The concern in the filmmaking community arose in 2006 after a group of state legislators cut the festival’s state funding. The instigating factor for this sudden controversy was an article published by the Mackinac Center for Public Policy – a group opposed to state funding for the arts – which used several films shown at the festival as examples of state-funded art they deemed objectionable. Among the films named were Brooke Keesling’s “Boobie Girl,” an award-winning animated short about a young girl who wishes for bigger breasts and Jenny Bisch’s “The Arousing Adventures of Sailor Boy,” a sexually-suggestive piece of surrealism with vaudevillian undertones.

The thin line between pornography and art has always been a cause of struggle for filmmakers, so it was no surprise to McArdle that the sort of risqué material the festival specialized in would cause some discomfort.

“It’ll never go away,” she said, commenting on the ongoing art/porn conflict. “It’s an easy argument, and there’s no legal definition for pornography. It’s a hot button issue, you know, for everyone.”

McArdle also added that the actual content of the films listed by the legislators ultimately was beside the point. Referencing the films on the list that sparked the initial outburst of controversy, she said, “They never watched the films. The legislators and the special interest groups . they named 23 films and one performance, and I can confidently ask them if they watched them, and they’ll say no.”

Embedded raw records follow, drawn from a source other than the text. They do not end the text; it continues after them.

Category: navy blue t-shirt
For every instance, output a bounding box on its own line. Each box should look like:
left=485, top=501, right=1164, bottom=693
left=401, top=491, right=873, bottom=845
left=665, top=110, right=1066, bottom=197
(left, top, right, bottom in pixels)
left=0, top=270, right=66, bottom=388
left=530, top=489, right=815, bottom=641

Regardless – and despite outcries from filmmakers defending the integrity of their work and the festival – the AAFF was being zeroed out by the state. McArdle pointed to its history of pushing the envelope and taking chances with audacious and often controversial material as the main reason, yet she was quick to add that the festival was about more than just shocking its audience.

“The festival is about the dialogue that happens during and after the festival, and supporting those very artists that are making work that instigate this dialogue,” she said.

It’s that sense of community awareness among contributors to the festival that helped McArdle and others when they turned to filmmakers around the world for support. Almost immediately, they were met with a wave of positive response, as supporters running the gamut from members of the local filmmaking community to Hollywood heavies like Sam Raimi (“Spider-Man”) and Ken Burns (“The War”) came to the festival’s defense.

In March 2007, a lawsuit was filed by the AAFF against the state of Michigan to overturn its decision to stop funding. After months of struggle – and a growing fear that the festival wouldn’t have enough money to operate on – the AAFF achieved a great victory when the state legislature reversed its initial decision in December of that year, deeming the restrictions imposed upon the festival to be unconstitutional.

“It was a big decision to fight back and we knew it was going to put us in jeopardy, but it succeeded in the end,” said McArdle proudly.

Looking back on the number of contributors, as well as the wide range of people who lent their support, McArdle seems most astonished by the dedication and perseverance on the part of the festival’s advocates. She argues that one of the reasons for the overwhelming encouragement was a sense of duty to the art world and the community as a whole.

“It made everyone step back and look at the bigger picture,” she said. “I kind of loved that. It was very honest to me. I don’t think you see that all the time.”

People from all over the world are rallying behind the AAFF now. Charlie Koones, publisher of the entertainment industry’s most revered newspaper, Variety, ranked it as one of the “10 Film Festivals We Love” in his speech at the International Film Festival Summit in 2007 – not bad considering he had roughly 6,000 to choose from. And Larry Flynt, founder of Hustler Magazine, will make an appearance next week to coincide with the screening of a documentary about his longtime crusade for free speech.

Though it’s faced its ups and downs over the past year, the Ann Arbor Film Festival has beaten the odds and come out on top. McArdle sees it as not only a victory for free speech, but as a victory for all those willing to take a risk and stand up against artistic injustice.

“It was a David and Goliath,” she said, smiling. “We fought back and won.”